What's at stake:
The Fresno County Sheriff's Office will purchase a new $450,000 vehicle for homeless encampment sweeps, but unhoused people and advocates question whether it's the best use of funds.
Mary Mason knows how a homeless encampment sweep goes down. She has been through one before, and so has almost everyone she knows.
The reality of being homeless is dire, Mason said. A lot of it is wondering where you’re going to get your next meal, where to go if it starts raining, or the next time you’ll be able to shower.
It’s wrong, she said, for law enforcement agencies to then come into a homeless encampment, push out its residents and throw away “what little they own.”
“It’s degrading, and it’s painful,” Mason said. “Whatever we have, that’s what we have. It’s our belongings. And for them to take it away — they know we have nowhere else to go, and we have to start all over.”
Soon, it may be easier for Fresno County Sheriff deputies to sweep large homeless encampments, as county officials recently approved a proposal to purchase a $450,000 custom vehicle for large homeless encampment sweep operations.
On Jan. 24, Fresno County Supervisors approved the county sheriff to purchase a new Ford F650 vehicle with a custom-built 22-foot van body, outfitted with office space, air conditioning, a bathroom, generator and power awning.
“The specialty vehicle will give the deputies and other agency personnel the ability to get out of the elements,” which can include extremely hot or cold weather while doing homeless encampment sweeps, according to a county report.
The money for the new vehicle comes from the Fresno County Sheriff’s civil automation fund – pooled from a share of fees people pay so the sheriff’s office can serve court documents for them — from eviction notices to divorce papers. With a budget of $1.27 million this year, the fund is typically used for buying office supplies, new equipment and upgrading software, said Sergeant Scott Weishaar.

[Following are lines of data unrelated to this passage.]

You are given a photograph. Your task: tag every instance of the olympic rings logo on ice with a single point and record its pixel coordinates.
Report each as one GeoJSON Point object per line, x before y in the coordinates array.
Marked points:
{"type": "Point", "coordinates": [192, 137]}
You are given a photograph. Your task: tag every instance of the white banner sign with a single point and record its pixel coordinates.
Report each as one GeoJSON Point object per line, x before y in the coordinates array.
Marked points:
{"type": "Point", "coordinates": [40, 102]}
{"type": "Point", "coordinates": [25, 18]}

The new vehicle would greatly aid in sweeping large encampments that take more resources and agencies working together, said Weishaar, who is part of the sheriff’s office civil unit, which is in charge of homeless encampment sweeps.
Weishaar said the vehicle would serve as a command center, to coordinate agencies — including city and county law enforcement, environmental health and public works — involved in sweeping unhoused people, their belongings and any waste or trash.
Beyond coordinating encampment sweeps, Weishaar added that the vehicle creates an indoor, air-conditioned space away from unsanitary conditions in homeless encampments.
“You as a human, just like any law enforcement officer as a human, is probably going to operate better and more efficiently the more comfortable the working conditions are,” said Deputy Doug Richardson, another member of the sheriff’s team that carries out encampment sweeps.
Richardson said over time, Fresno County sheriff deputies have learned better strategies for carrying out homeless encampment sweeps, and that the purchase of the new vehicle came from overall internal conversations on how to make their encampment sweep operations more efficient.
“What kind of permanent solutions are we going to have in place in terms of dealing with this population and trying to offer services and do all of those things?” Richardson said. “So feedback was absolutely critical in how we came along in all of this.”
Is this the best use of funds?
Dez Martinez, a local homelessness advocate, said it doesn’t make sense to her how public officials and law enforcement are able to see their own needs but completely ignore how unhoused people are asking for many of the same things.
“Why are we not using that $450,000 to house individuals, but we’re gonna use $450,000 so the officers can have a toilet to sit on?” Martinez said. “The unhoused people want a toilet to sit on too. They want to get out of the elements. They want a chair to sit at, a desk to sit at. They want to be treated like humans.”
Fresno County, like all other counties in California, is the lead agency responsible for administering local care to its residents for social services, which includes homelessness response.
Because the Fresno County Board of Supervisors approved the purchase of the new vehicle as an item on its Jan. 24 meeting’s consent agenda, the topic was passed unanimously by all five Fresno County supervisors and was not subject to a public discussion.
Martinez, who found out about the new vehicle during an interview with Fresnoland, said its approval felt sneaky, adding that most residents in Fresno County do not have the luxury of attending Fresno County’s Board of Supervisors meetings, which happen every other Tuesday at 9:30 a.m.
“It’s just frustrating finding out something like this passed,” Martinez said. “Why again do the officers need to be treated with humanity while the unhoused are not treated with humanity?”
Martinez added that purchasing this vehicle does not demonstrate Fresno County officials are listening and trying to help unhoused people.
“It’d be nice to be able to provide more housing and stuff like that, but law regulates how this money can be used,” said Weishaar, the Fresno Sheriff’s Office sergeant, adding that the new vehicle will benefit the agencies involved in homeless encampment sweeps and “hopefully help the homeless in some way.”
Mason, who has been unhoused for two years, said her heart broke when she found out about the county officials approving the new vehicle for homeless encampment sweeps.
“We’re nothing to them. They don’t care about us,” Mason said. “That money can be spent a lot more wisely.”